Tal vez esté equivocado... pero tengo la impresión de que
vosotras, encerradas en este sótano de oscuridad, sois las
encargadas de sustentar este árbol. Sois quienes escarban entre
la tierra, buscando agua y alimento. También sois quienes
soportan el peso de todo el árbol sobre la cabeza. El tronco y las
hojas disfrutan de días y noches, de brisa y de sol..., mientras
aquí todo está oscuro y hace frío... Puede que por eso sean tan
felices, a vuestra costa. Puede que por eso nunca os inviten a
subir a la superficie para que conozcáis la luz. ¿Acaso no es
motivo de compasión? - dijo para terminar.
Después miró su reloj de bolsillo.
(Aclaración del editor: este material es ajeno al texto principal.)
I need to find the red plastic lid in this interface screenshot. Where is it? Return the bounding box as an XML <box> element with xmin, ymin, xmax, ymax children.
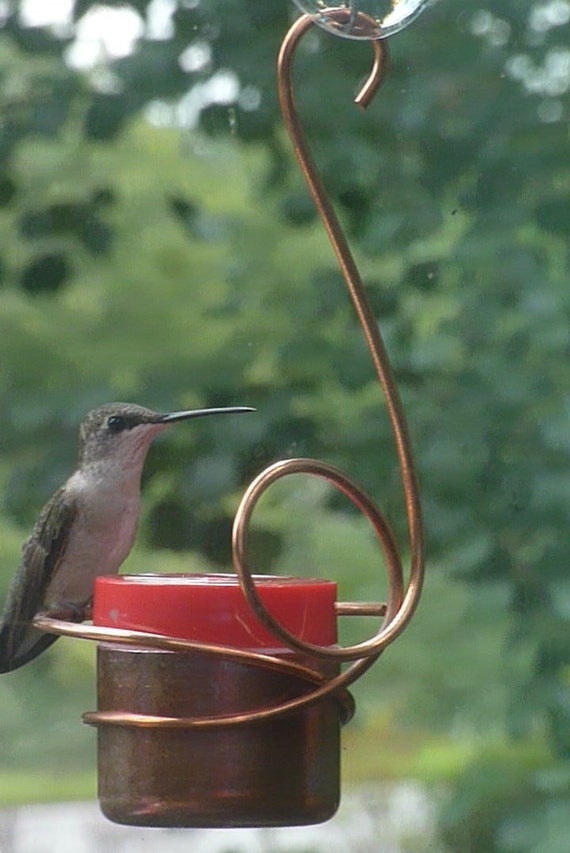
<box><xmin>93</xmin><ymin>574</ymin><xmax>337</xmax><ymax>649</ymax></box>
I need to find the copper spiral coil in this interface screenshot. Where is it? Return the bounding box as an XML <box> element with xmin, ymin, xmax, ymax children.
<box><xmin>34</xmin><ymin>9</ymin><xmax>424</xmax><ymax>728</ymax></box>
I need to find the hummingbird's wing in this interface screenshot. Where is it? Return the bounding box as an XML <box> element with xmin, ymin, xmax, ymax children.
<box><xmin>0</xmin><ymin>488</ymin><xmax>76</xmax><ymax>673</ymax></box>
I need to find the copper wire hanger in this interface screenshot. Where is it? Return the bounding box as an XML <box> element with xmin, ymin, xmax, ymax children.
<box><xmin>34</xmin><ymin>8</ymin><xmax>424</xmax><ymax>728</ymax></box>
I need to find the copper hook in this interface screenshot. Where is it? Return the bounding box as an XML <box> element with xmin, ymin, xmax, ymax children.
<box><xmin>233</xmin><ymin>9</ymin><xmax>424</xmax><ymax>661</ymax></box>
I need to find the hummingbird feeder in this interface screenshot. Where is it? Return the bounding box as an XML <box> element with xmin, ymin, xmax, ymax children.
<box><xmin>34</xmin><ymin>0</ymin><xmax>426</xmax><ymax>827</ymax></box>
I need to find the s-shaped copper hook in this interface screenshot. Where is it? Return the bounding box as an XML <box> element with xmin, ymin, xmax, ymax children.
<box><xmin>233</xmin><ymin>9</ymin><xmax>424</xmax><ymax>664</ymax></box>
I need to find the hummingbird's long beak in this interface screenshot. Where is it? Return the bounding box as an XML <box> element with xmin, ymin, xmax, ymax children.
<box><xmin>159</xmin><ymin>406</ymin><xmax>255</xmax><ymax>424</ymax></box>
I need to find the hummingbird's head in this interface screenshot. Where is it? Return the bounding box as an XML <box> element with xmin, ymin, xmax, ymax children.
<box><xmin>79</xmin><ymin>403</ymin><xmax>254</xmax><ymax>464</ymax></box>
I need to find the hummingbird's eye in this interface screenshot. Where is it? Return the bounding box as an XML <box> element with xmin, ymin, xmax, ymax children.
<box><xmin>107</xmin><ymin>415</ymin><xmax>129</xmax><ymax>432</ymax></box>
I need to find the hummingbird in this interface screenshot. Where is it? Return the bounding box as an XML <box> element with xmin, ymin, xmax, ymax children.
<box><xmin>0</xmin><ymin>403</ymin><xmax>254</xmax><ymax>673</ymax></box>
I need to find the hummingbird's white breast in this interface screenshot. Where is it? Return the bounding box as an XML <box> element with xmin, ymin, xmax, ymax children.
<box><xmin>44</xmin><ymin>463</ymin><xmax>142</xmax><ymax>608</ymax></box>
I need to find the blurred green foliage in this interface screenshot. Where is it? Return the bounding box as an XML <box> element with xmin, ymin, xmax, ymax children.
<box><xmin>0</xmin><ymin>0</ymin><xmax>570</xmax><ymax>853</ymax></box>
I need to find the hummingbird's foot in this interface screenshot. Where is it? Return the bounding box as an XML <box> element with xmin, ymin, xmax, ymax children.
<box><xmin>38</xmin><ymin>601</ymin><xmax>87</xmax><ymax>622</ymax></box>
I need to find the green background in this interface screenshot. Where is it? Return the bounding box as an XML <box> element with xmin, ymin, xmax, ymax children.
<box><xmin>0</xmin><ymin>0</ymin><xmax>570</xmax><ymax>853</ymax></box>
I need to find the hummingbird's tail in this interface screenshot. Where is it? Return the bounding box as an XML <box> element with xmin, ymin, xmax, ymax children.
<box><xmin>0</xmin><ymin>622</ymin><xmax>57</xmax><ymax>673</ymax></box>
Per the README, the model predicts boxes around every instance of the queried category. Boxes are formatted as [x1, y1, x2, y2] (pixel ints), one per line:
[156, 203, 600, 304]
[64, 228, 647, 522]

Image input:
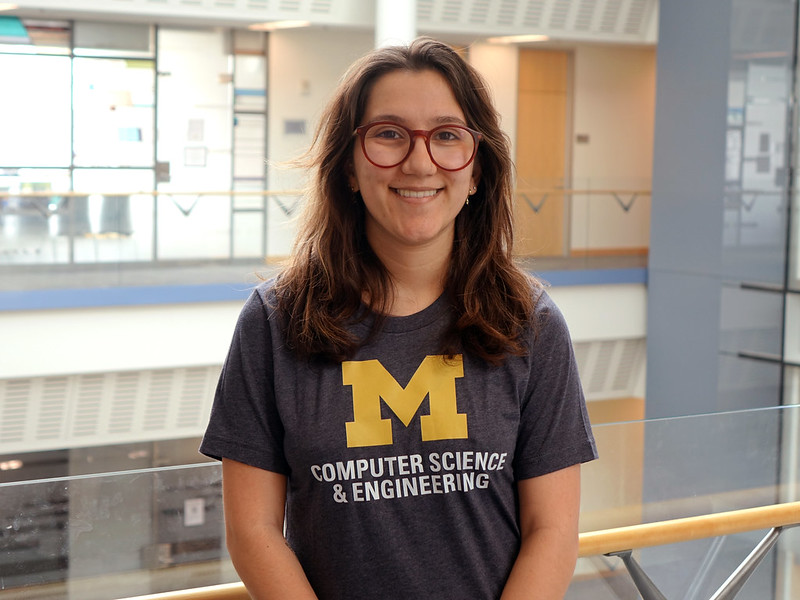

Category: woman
[201, 39, 595, 600]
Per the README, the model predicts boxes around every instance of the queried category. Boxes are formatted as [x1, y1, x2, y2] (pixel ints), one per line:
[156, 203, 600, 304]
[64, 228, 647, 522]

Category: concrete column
[375, 0, 417, 48]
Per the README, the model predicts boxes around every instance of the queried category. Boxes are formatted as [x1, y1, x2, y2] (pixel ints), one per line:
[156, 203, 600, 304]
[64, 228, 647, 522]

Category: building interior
[0, 0, 800, 600]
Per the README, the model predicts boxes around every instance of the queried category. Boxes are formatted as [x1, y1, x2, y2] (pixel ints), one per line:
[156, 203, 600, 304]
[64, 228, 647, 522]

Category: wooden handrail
[0, 190, 304, 198]
[0, 188, 650, 198]
[579, 502, 800, 556]
[117, 502, 800, 600]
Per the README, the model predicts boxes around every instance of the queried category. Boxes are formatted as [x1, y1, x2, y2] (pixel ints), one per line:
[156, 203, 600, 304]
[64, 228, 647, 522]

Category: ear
[469, 157, 481, 189]
[346, 162, 359, 193]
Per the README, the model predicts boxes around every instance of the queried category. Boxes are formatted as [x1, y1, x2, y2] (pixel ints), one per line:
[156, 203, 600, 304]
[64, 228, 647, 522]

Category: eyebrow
[369, 115, 467, 127]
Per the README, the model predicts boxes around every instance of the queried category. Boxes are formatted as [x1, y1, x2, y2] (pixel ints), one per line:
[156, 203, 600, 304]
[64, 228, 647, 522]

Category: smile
[392, 188, 439, 198]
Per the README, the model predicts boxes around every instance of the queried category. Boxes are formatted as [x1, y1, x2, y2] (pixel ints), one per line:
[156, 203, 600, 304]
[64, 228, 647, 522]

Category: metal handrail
[117, 502, 800, 600]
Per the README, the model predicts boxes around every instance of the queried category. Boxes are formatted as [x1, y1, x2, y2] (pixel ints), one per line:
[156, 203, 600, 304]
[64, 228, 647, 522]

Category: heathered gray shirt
[200, 282, 596, 600]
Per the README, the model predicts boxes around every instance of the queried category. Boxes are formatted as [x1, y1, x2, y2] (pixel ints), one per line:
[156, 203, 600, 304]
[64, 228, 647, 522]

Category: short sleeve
[514, 293, 597, 479]
[200, 287, 289, 474]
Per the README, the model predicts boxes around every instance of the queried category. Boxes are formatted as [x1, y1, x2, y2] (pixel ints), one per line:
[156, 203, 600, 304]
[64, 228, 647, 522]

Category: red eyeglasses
[353, 121, 483, 171]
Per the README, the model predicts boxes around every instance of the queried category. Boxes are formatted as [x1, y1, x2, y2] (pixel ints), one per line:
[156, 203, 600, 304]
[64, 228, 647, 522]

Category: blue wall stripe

Se le hacía tarde... Se echó al pico un
par de bellotas y alzó el vuelo, yéndose por donde había venido.
Las raíces quedaron hablando entre ellas. Algunas se habían
endurecido.
A la mañana siguiente, el cuervo volvió al lugar. Se posó en el suelo y
se sentó a esperar.
Las hojas comenzaron a caerse. También ellas querían estar quietas
como las raíces, y sentadas como el tronco. El tronco se echaba las
manos a la cabeza:
¡Pero qué hacéis! ¡Vosotras no os podéis tirar al suelo!
Las raíces dejaron de beber agua. Y comenzaron a despuntar entre la
tierra. Querían sentir la brisa y el sol... El tronco se echaba las manos a
la cabeza:
¡Pero qué hacéis! ¡Vosotras no podéis salir des suelo!
El tronco, llorando, quiso explicar a las hojas y a las raíces que cada
uno tenía su función. Que cada uno sabía hacer cosas que nadie más
podía hacer. Que cada uno tenía su lugar... y no podía cambiarlo,
aunque quisiera.
Las hojas cayeron, todas. Las raíces salieron a la luz, levantando la
tierra. El tronco lloraba.
Te compadezco, querido tronco...- dijo el cuervo entre dientes, y
alzó el vuelo, yéndose por donde había venido.
A la mañana siguiente, el cuervo apareción a gran algura, tras una
nube. Traía una maleta.
El campo se derramaba como una balsa. Solo había campo y cielo... Y
una encina seca entre ellos.
El cuervo se posó en el suelo, junto al tronco. Colocó un buzón. Dibujó
una puerta, y metió dentro su maleta.
Después, orgulloso, se posó en una rama.
Príncipe de los enredos, rey de la nada.